There is no prescribed method for deciding how to handle joint authorship in the other 30 research outputs; it's left up to the panel, who at least understand the norms for publication rates, co-authorship, and author order in their disciplines. I don't think there is a universal answer to this question: Nick's 1/number of authors also creates perverse incentives, just different ones.

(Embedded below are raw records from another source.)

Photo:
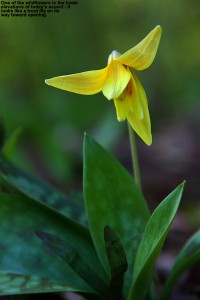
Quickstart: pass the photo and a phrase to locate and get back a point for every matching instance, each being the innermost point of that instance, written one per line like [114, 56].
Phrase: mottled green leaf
[21, 251]
[117, 261]
[72, 257]
[13, 284]
[39, 190]
[189, 255]
[112, 198]
[152, 241]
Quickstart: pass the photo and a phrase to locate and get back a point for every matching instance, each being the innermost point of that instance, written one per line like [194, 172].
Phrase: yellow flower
[118, 83]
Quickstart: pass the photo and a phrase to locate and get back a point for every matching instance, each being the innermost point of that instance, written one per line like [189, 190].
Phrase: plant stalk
[134, 155]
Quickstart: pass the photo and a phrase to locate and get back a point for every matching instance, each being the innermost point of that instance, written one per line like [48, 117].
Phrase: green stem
[134, 154]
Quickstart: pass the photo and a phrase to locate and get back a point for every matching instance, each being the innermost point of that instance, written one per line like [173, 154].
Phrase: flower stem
[134, 154]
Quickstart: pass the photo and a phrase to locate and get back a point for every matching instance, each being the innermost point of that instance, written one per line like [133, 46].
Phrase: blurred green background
[81, 39]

This approach doesn't scale well: you'd need to narrow the scope of each panel to make it feasible for Canada, let alone the USA, and so you'd lose the cross-discipline comparisons that help precisely where bibliometric approaches do very badly.

@Nick, so a physicist who spent three years of his life away from home at the LHC gets 1/3000th of a paper per publication? My last paper had ~40 authors and I am on a relatively small project.

The number of authors issue is intractable for between field comparisons without some sort of norming approach. Entire fields (like Genetic Epidemiology or High energy physics) would implode into completely unproductive with a 1/n authorship rule. It is true that the current system of counting papers disadvantages fields with high barriers to publication (e.g. Economics) and is very favorable to fields with low barriers (e.g. Electrical engineering).

My guess at the best compromise would be rank people relative to field and level, presuming that the median member of any academic field is trying to be productive. The problem here is entirely people trying to get themselves classes into a lower paper count field using items from a higher count field. My guess is that judgement could handle this but that no fully automated approach is immune to "gaming".